When evaluating the results of the present study, several limitations should be taken into consideration. First, for both imaging modalities, the orthoradial MPR have been produced prior to any assessment by different persons. Specifically, 2 experienced radiologic technologists were responsible for the CT/CBCT scans and the dental student together with the radiologist for the MRI scans. It can be discussed whether orthoradial MPR performed by different persons may affect the reliability; however, as all examiners judged the same reconstructions, any effect should be minor. In this context, if the examiners would have prepared the MPR themselves, it might have lowered the reliability for both MRI and CT/CBCT. However, this might primarily affect the “borderline” cases with the IAN/MC matching 2 groups/classes. Second, the inclusion of a dental student could be considered as a weakness, yet it allowed us to get an idea about the effect of the examiner’s experience. Specifically, it was interesting to see that the agreement between the judgements of both imaging modalities appeared independent of the examiner’s experience for the outcome parameters (i.e., course of the IAN/MC and direct contact between the IAN/MC and the MTM). Hence, at least for this specific topic, already a short calibration session prior to committing this study enabled a dental student to read the MRI and CT/CBCT images with an agreement comparable to the 2 other examiners (i.e., an oral surgeon and a radiologist). This in turn allows a careful conclusion that one can probably expect a high learning curve when starting to incorporate MRI as an alternative to CT/CBCT for assessing the relation between IAN and MTM in daily practice. Third, 68 MTM were assessed herein by CT and only 19 cases by CBCT. As CBCT provides a slightly higher resolution compared to CT [49, 50], an assessment based on CBCT images only might increase the reliability of the “standard” method. Finally, the present study did neither aim to develop new sequences for head and neck MRI nor to compare different sequences. Instead, the investigation was based on sequences of the standard protocol, which are usually available in radiological institutions. Hence, it would be an interesting topic of future studies whether the depiction of the IAN could be further improved, which in turn might improve the reliability of judgements based on MRI images.

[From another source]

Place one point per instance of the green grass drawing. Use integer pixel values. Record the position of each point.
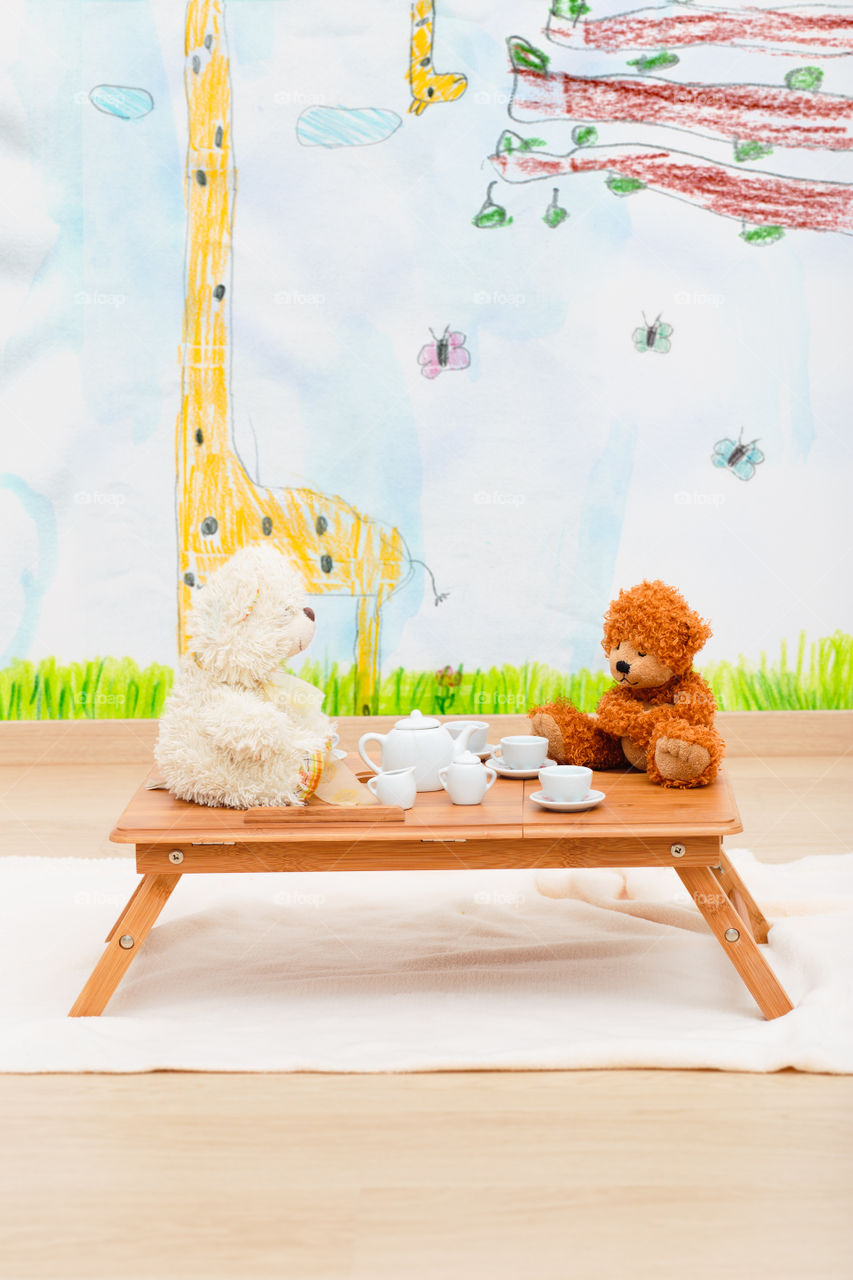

In conclusion, the present study demonstrated the suitability of MRI with fat-saturated axial PD T2 TSE and coronal PD TSE sequences for the assessment of the IAN course in relation to the roots of the MTM prior to surgery as a radiological method free of ionizing radiation. Specifically, although the judgement of MRI images showed a slightly lower inter- and intrarater agreement in terms of determining the course of the IAN/MC compared to a judgement based on CT/CBCT images, the reliability can be considered as good. Additionally, the agreement appeared overall independent of the examiner’s experience and MRI might have advantages in seldom cases with a second, accessory IAN.